'Ndrangheta, la prima donna al comando della 'Locale di Rho': "Vuoi che diventi cattiva?"

Il ruolo di Caterina Giancotti, persona di fiducia del clan e stratega che gestiva i debitori. Sorpresa durante uno scambio di droga, si rischia lo scontro fra famiglie: volete la faida?

«Se non sei qua per le otto e mezza c’è il pacco sorpresa...". "Ascolta, però non mi minacciare". "Io non sto minacciando". Caterina Giancotti aveva metodi spicci per trattare coi debitori: "Le regole le faccio uguali per tutti", diceva a chi chiedeva rinvii o dilazioni dei pagamenti. Forse per questo, Cristian Bandiera, figlio del boss settantaquattrenne Gaetano, l’aveva scelta per "coadiuvarlo nella direzione dell’organizzazione mafiosa", fino a cederle i compiti di "decisione, pianificazione e individuazione delle azioni da compiere e delle strategie da adottare" nel periodo in cui fu costretto a restare in quarantena nel carcere di Bollate.
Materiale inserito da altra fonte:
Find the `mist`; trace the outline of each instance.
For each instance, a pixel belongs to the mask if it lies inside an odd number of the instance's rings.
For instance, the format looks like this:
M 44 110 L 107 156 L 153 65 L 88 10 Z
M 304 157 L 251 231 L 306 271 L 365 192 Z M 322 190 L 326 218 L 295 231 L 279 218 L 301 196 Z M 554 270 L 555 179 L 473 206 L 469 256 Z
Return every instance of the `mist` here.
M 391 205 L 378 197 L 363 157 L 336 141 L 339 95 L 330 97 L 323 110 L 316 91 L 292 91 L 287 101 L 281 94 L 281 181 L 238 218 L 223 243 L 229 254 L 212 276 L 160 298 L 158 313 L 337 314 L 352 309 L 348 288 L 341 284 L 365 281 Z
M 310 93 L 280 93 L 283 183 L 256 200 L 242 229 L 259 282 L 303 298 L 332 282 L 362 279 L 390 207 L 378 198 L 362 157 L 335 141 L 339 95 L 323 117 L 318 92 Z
Le donne della Locale di Rho

Nata nella barese Triggiano il 27 dicembre 1976 e già nota agli archivi delle forze dell’ordine per falsità materiale, insolvenza fraudolenta, falsa attestazione a pubblico ufficiale, rissa e favoreggiamento personale, il 2 marzo 2021 viene arrestata dagli agenti della Polfer di Monza, che, su indicazione dei colleghi della Mobile di Milano, la fermano dopo uno scambio: la donna ha appena ritirato 200 grammi di cocaina dopo aver pagato 5mila euro (la metà del dovuto) alla fornitrice Francesca Curinga, un’altra delle cinque donne arrestate ieri nell’operazione della Dda sulla Locale di Rho che ha contributo a declinare marcatamente al femminile, in maniera inedita per stessa ammissione dei pm, la consolidata presenza dei clan in Lombardia.

Il blitz 

Il blitz che porta in cella Giancotti rischia di scatenare uno scontro tra le due famiglie: "Dobbiamo fare una faida?", la frase captata dagli investigatori che sembra presagire la resa dei conti. Sì, perché Bandiera junior si convince che sia stata proprio "Franca", che fino al settembre 2020 ha lavorato in una struttura per anziani con un contratto a termine, a inguaiare la fidata collaboratrice: "Ha fatto apposta per fregarmi i soldi lei! Così dice agli albanesi (i fornitori, ndr) gli porto le carte, infatti lei chiedeva le carte, e si è fottuta i soldi... ha fottuto gli albanesi e a noi, si è presa 5mila euro". Giancotti, però, ha già un piano, che denota una volta di più la sua spregiudicatezza: pensa di chiamare la rivale e di intimarle la restituzione immediata del denaro, altrimenti "prendo e dico che sei stata tu" alla polizia.

Le intercettazioni

La tensione sale, tanto che dovranno intervenire Bandiera senior e Domenico Curinga (a sua volta arrestato nell’inchiesta "Fiori di San Vito" e pregiudicato per associazione mafiosa) per ricomporre a fatica la frattura, con surreali confronti telefonici che vivono di scontati convenevoli tra mammasantissima ("Io vi rispetto" "Vi ho sempre voluto bene") e di inattesi picchi d’ira ("Non mi rompere i c. chi c. sei?" "Io parlo al telefono perché non me ne fotte della galera..."). Del resto, per i Bandiera la Giancotti è una figura-chiave da proteggere a tutti i costi, un’irrinunciabile persona di fiducia che "non ha fatto i nomi" quando è finita dietro le sbarre. Una di cui fidarsi, insomma. Una che non esitava a mettere in riga chi sgarrava ("Vuoi che divento cattiva e io divento cattiva... allora vuoi fare lo stronzo, ok farò la stronza anch’io..."), mettendo pressione anche per conto terzi: "Vedete di mettervi d’accordo ( con Cristian, ndr ) – dirà a Vito Galati – che sennò quello fa la terza guerra mondiale con tutti".